Due to the use of deep neural networks, the proposed CAS model has a very high computation complexity. It takes more than 32 h to perform training (Intel Xeon CPU, NVIDIA Titan Xp GPU, 128 GB Memory, 120 GB SSD and Keras 1.1.0). However, applying this algorithm to segmentation is relatively fast, as it takes less than 20 s to segment a \(584\times 565\) color retinal image on average.

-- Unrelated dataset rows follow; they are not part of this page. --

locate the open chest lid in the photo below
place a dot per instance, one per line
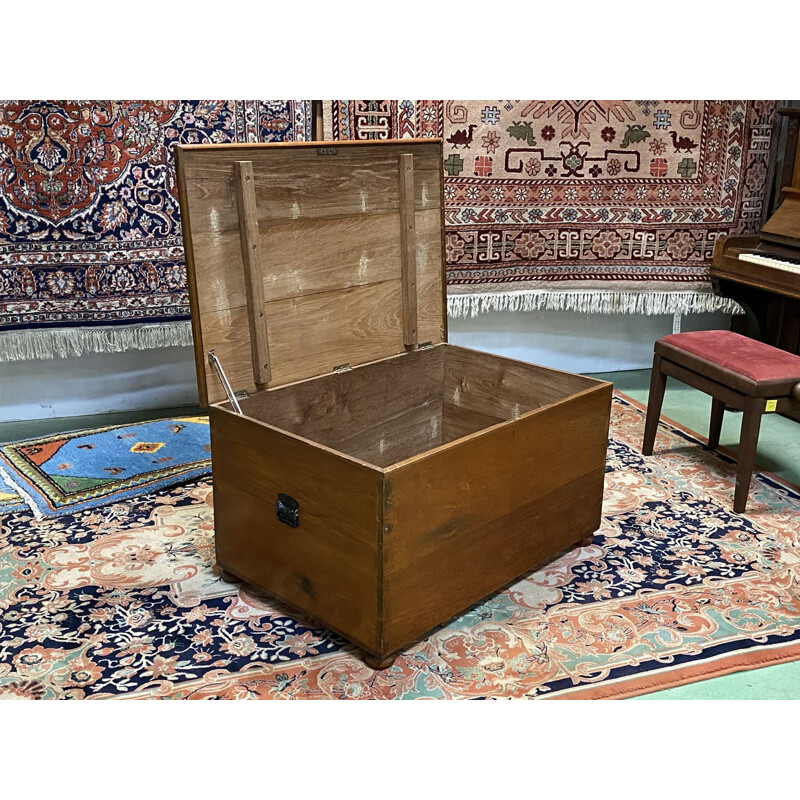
(303, 257)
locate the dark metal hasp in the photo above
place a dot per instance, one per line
(287, 510)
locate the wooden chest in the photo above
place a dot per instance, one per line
(377, 478)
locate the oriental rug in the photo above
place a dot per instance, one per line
(10, 499)
(68, 472)
(91, 255)
(586, 205)
(125, 600)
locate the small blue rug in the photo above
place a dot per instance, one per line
(68, 472)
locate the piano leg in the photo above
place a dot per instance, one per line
(754, 303)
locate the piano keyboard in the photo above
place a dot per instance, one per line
(776, 262)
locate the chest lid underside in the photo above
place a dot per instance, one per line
(305, 256)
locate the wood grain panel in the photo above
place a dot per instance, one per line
(380, 413)
(253, 276)
(310, 262)
(299, 184)
(311, 256)
(489, 508)
(328, 566)
(458, 421)
(503, 387)
(312, 334)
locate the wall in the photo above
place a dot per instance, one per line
(165, 378)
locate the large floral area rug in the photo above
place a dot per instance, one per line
(587, 205)
(126, 600)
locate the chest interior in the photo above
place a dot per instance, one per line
(404, 406)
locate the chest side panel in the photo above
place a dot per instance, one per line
(327, 238)
(328, 565)
(467, 520)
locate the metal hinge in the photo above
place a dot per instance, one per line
(215, 362)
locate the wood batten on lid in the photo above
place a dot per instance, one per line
(303, 256)
(408, 249)
(251, 261)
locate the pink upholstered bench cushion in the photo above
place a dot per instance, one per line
(744, 364)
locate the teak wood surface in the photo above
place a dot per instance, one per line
(381, 446)
(427, 475)
(348, 239)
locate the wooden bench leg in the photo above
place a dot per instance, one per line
(714, 429)
(748, 442)
(658, 382)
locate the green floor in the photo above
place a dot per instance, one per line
(778, 452)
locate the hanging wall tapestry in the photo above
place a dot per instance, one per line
(587, 205)
(91, 256)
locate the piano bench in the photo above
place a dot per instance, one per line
(736, 371)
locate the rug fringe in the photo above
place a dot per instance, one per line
(66, 342)
(590, 302)
(24, 496)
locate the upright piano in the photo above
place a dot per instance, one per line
(762, 273)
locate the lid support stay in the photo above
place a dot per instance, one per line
(408, 250)
(253, 276)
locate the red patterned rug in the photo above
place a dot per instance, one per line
(587, 205)
(126, 601)
(91, 255)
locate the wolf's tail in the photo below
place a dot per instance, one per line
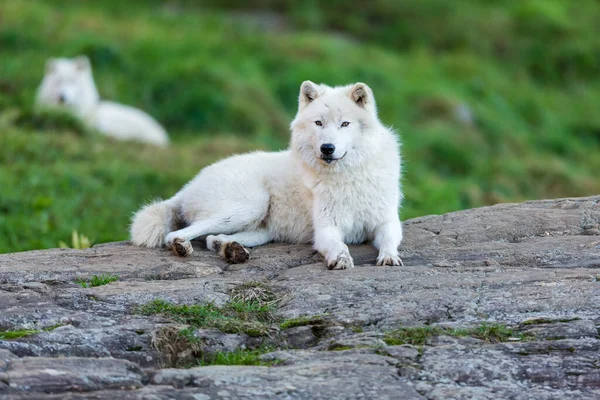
(151, 224)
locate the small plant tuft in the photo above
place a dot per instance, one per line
(97, 280)
(302, 321)
(78, 241)
(418, 336)
(239, 357)
(21, 333)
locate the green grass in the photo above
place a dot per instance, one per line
(302, 321)
(249, 310)
(21, 333)
(221, 84)
(97, 280)
(418, 336)
(239, 357)
(233, 317)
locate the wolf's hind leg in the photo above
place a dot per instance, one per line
(232, 248)
(179, 241)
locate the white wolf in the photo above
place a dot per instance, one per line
(69, 84)
(337, 184)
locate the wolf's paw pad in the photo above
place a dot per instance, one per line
(182, 247)
(235, 253)
(343, 261)
(213, 243)
(389, 259)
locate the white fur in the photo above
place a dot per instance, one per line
(69, 84)
(295, 196)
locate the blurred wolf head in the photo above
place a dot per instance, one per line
(68, 83)
(335, 126)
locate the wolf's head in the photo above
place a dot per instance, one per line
(68, 83)
(334, 125)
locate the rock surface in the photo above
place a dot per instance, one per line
(533, 267)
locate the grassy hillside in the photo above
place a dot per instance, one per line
(494, 102)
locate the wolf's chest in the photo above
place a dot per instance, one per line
(357, 207)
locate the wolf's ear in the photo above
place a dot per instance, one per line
(362, 95)
(50, 65)
(308, 93)
(83, 63)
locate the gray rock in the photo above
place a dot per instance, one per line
(533, 267)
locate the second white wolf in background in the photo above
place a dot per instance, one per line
(338, 184)
(69, 84)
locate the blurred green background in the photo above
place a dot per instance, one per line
(495, 101)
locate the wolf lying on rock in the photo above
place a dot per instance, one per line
(337, 184)
(69, 84)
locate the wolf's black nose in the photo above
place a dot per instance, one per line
(327, 149)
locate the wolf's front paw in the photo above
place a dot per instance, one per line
(182, 247)
(342, 261)
(389, 259)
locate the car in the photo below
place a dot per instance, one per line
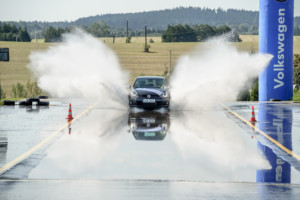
(149, 92)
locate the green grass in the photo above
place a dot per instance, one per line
(131, 56)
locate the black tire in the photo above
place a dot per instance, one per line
(43, 103)
(23, 103)
(9, 103)
(30, 100)
(42, 97)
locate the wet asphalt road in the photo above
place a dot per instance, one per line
(133, 154)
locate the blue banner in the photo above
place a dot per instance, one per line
(276, 20)
(275, 120)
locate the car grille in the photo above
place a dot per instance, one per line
(152, 96)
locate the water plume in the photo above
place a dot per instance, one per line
(80, 67)
(214, 71)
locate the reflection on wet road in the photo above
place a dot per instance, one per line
(122, 147)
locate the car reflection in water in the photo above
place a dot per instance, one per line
(149, 125)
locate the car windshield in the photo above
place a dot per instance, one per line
(149, 83)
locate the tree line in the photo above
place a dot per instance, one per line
(10, 32)
(243, 21)
(202, 32)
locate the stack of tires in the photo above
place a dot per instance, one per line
(37, 100)
(28, 102)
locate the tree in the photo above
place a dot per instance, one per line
(99, 29)
(179, 33)
(204, 31)
(52, 34)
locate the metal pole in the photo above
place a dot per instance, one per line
(146, 48)
(170, 60)
(127, 32)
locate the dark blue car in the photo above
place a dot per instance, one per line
(149, 92)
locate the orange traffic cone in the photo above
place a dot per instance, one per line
(252, 119)
(69, 117)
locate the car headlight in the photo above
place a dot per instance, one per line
(165, 95)
(133, 94)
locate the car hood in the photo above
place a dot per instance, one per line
(151, 91)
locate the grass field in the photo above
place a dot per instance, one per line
(131, 56)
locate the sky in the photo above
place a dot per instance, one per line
(70, 10)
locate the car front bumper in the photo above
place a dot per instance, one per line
(159, 103)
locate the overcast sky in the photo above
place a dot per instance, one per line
(70, 10)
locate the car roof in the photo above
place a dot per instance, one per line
(158, 77)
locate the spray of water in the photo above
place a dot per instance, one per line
(214, 71)
(80, 67)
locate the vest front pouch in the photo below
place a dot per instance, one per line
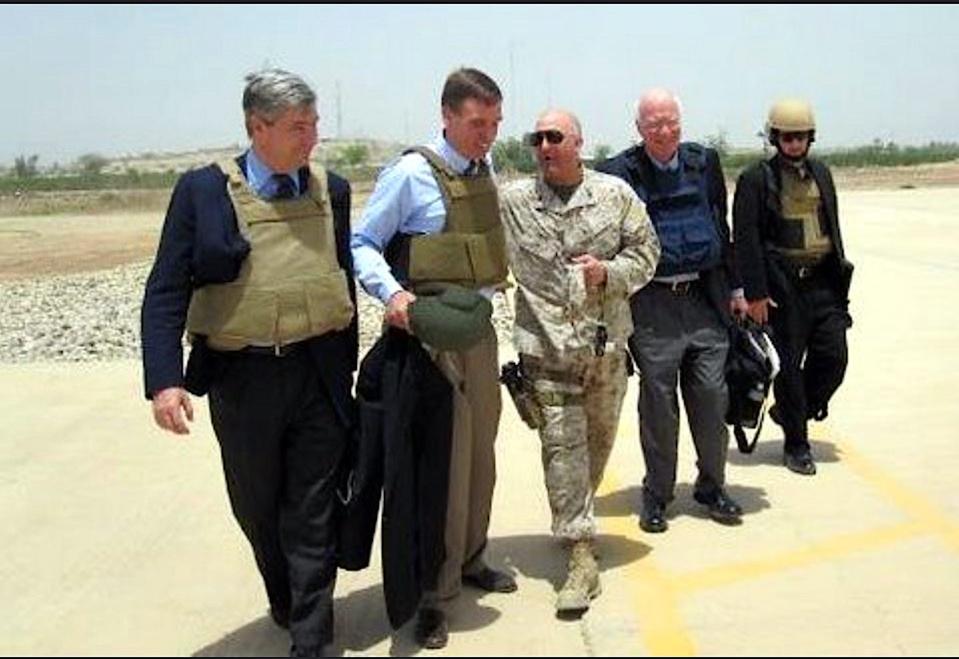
(678, 204)
(471, 249)
(290, 287)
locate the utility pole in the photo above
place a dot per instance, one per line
(512, 91)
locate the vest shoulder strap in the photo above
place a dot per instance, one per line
(693, 156)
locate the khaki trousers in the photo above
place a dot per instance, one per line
(476, 411)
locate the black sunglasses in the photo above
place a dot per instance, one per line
(536, 138)
(793, 136)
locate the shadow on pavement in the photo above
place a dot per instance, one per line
(360, 623)
(626, 502)
(260, 638)
(769, 451)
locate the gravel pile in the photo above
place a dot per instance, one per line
(96, 317)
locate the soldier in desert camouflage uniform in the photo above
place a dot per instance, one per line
(580, 243)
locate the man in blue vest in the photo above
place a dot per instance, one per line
(681, 318)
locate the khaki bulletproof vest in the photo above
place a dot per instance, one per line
(802, 238)
(290, 286)
(471, 249)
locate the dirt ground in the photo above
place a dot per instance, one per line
(82, 239)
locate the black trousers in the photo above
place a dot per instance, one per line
(281, 443)
(809, 332)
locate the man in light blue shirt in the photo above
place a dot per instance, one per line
(407, 201)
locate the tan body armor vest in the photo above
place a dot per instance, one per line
(290, 287)
(471, 249)
(801, 201)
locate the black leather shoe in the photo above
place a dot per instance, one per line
(800, 462)
(432, 631)
(721, 507)
(652, 518)
(492, 581)
(774, 415)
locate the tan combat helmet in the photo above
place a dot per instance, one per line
(790, 115)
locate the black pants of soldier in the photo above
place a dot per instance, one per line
(281, 442)
(809, 332)
(680, 337)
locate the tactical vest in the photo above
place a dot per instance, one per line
(678, 205)
(801, 238)
(471, 249)
(290, 287)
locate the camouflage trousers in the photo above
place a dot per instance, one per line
(581, 401)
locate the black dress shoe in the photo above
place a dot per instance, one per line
(652, 518)
(800, 462)
(432, 631)
(721, 507)
(774, 414)
(492, 581)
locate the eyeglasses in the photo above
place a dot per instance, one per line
(536, 138)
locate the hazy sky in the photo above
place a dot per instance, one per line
(122, 79)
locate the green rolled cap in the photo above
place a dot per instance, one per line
(449, 317)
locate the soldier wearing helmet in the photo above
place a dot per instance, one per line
(795, 274)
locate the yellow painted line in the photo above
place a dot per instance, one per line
(909, 502)
(831, 549)
(654, 596)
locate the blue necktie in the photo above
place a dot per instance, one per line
(285, 188)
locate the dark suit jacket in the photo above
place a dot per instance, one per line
(201, 244)
(635, 167)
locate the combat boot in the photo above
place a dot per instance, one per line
(582, 583)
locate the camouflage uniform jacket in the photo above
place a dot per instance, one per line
(556, 315)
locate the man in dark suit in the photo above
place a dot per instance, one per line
(681, 318)
(254, 264)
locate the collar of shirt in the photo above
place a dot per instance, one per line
(669, 166)
(260, 177)
(457, 161)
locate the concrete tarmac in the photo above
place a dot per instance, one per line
(117, 539)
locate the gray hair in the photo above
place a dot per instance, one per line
(657, 94)
(269, 93)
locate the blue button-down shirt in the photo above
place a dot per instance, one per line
(406, 199)
(260, 177)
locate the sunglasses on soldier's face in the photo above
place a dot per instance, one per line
(536, 138)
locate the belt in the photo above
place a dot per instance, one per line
(272, 351)
(678, 287)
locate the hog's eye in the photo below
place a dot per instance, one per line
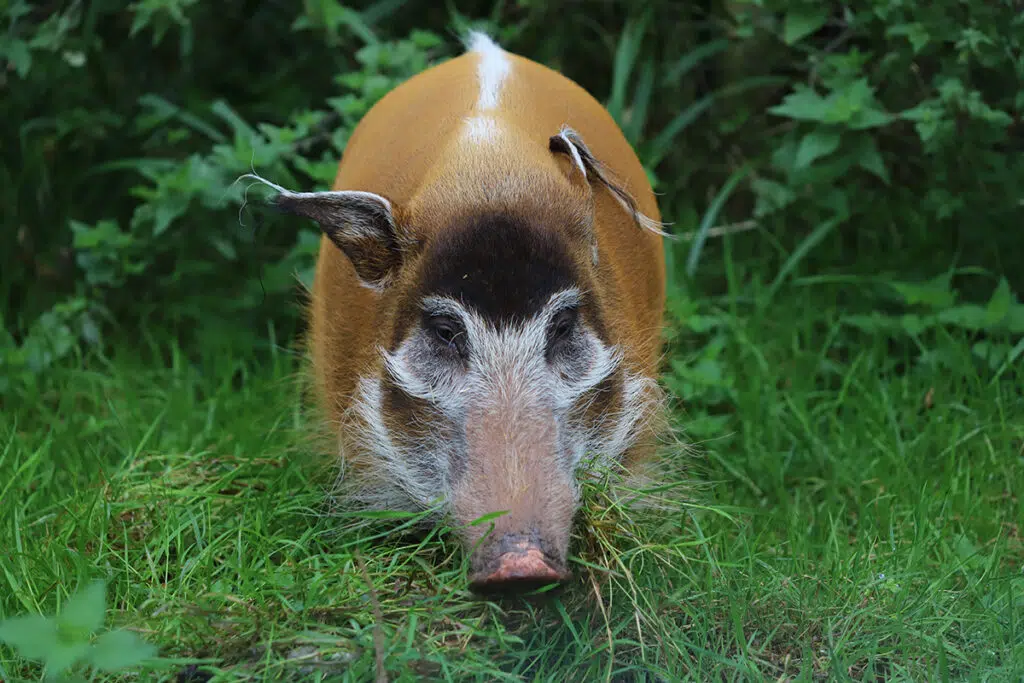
(449, 332)
(560, 329)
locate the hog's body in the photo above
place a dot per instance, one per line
(487, 302)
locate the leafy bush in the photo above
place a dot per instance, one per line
(68, 641)
(846, 135)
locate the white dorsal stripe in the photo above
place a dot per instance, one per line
(481, 128)
(493, 71)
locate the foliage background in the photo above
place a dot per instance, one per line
(876, 128)
(865, 157)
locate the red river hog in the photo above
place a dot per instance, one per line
(485, 316)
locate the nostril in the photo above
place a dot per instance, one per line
(518, 570)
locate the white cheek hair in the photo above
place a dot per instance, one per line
(384, 477)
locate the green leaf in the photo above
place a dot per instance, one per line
(34, 636)
(83, 613)
(120, 649)
(815, 144)
(17, 54)
(915, 33)
(935, 294)
(64, 656)
(869, 159)
(998, 305)
(802, 104)
(803, 20)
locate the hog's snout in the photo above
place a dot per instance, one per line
(517, 564)
(513, 467)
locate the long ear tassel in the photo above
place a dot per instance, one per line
(568, 141)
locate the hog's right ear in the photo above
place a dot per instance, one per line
(361, 224)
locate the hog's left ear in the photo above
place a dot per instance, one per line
(568, 142)
(361, 224)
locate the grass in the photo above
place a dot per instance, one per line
(856, 516)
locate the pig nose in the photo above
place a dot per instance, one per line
(520, 566)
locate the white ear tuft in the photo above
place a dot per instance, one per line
(568, 141)
(359, 223)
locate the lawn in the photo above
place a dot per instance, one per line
(854, 509)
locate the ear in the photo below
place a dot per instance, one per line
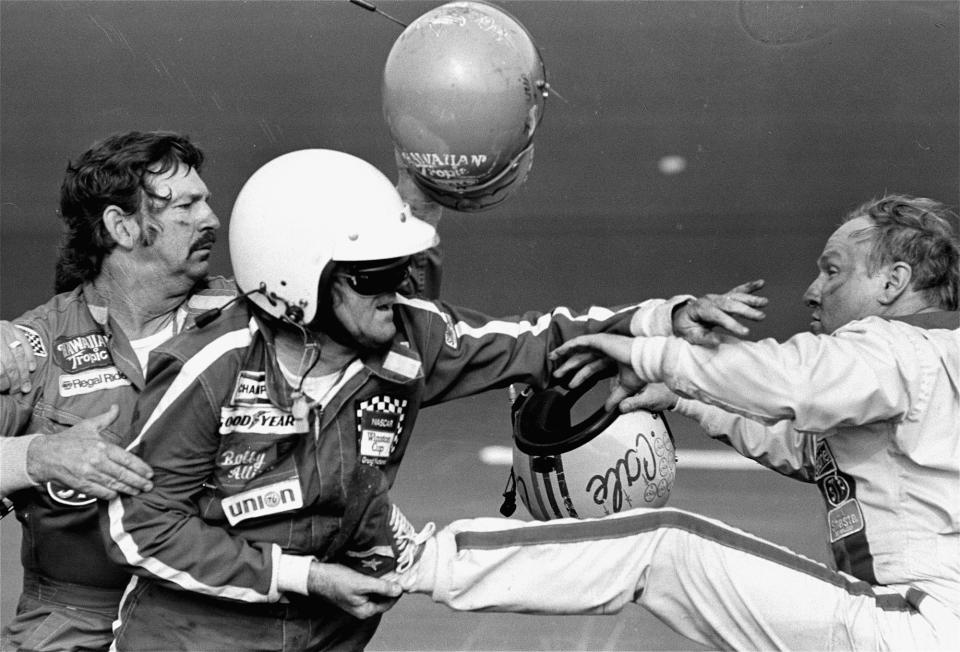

Table 2. Performance of our algorithm when using one to four patch classes

5.2 Number of Patch Classes

To deal with the variety of retinal patches, we divided them into three classes and employed different U-Nets to segment them. We also tried to categorize those patches into one to four classes, and displayed the corresponding performance in Table 2. It shows that (a) using three classes of patches performed best, (b) increasing the number of patch classes to four resulted in worst performance, and (c) separating patches into two or four classes performed worse even than not separating patches at all.

6 Conclusion

In this paper, we propose the CAS model to extract blood vessels in color images of the retina. The intra- and inter-image variety can be largely addressed by separating retinal patches into wide-vessel, middle-vessel and capillary patches and by using three U-Nets to segment them, respectively. Our results on the DRIVE database indicates that the proposed algorithm is able to segment retinal vessels more accurately than seven existing segmentation algorithms.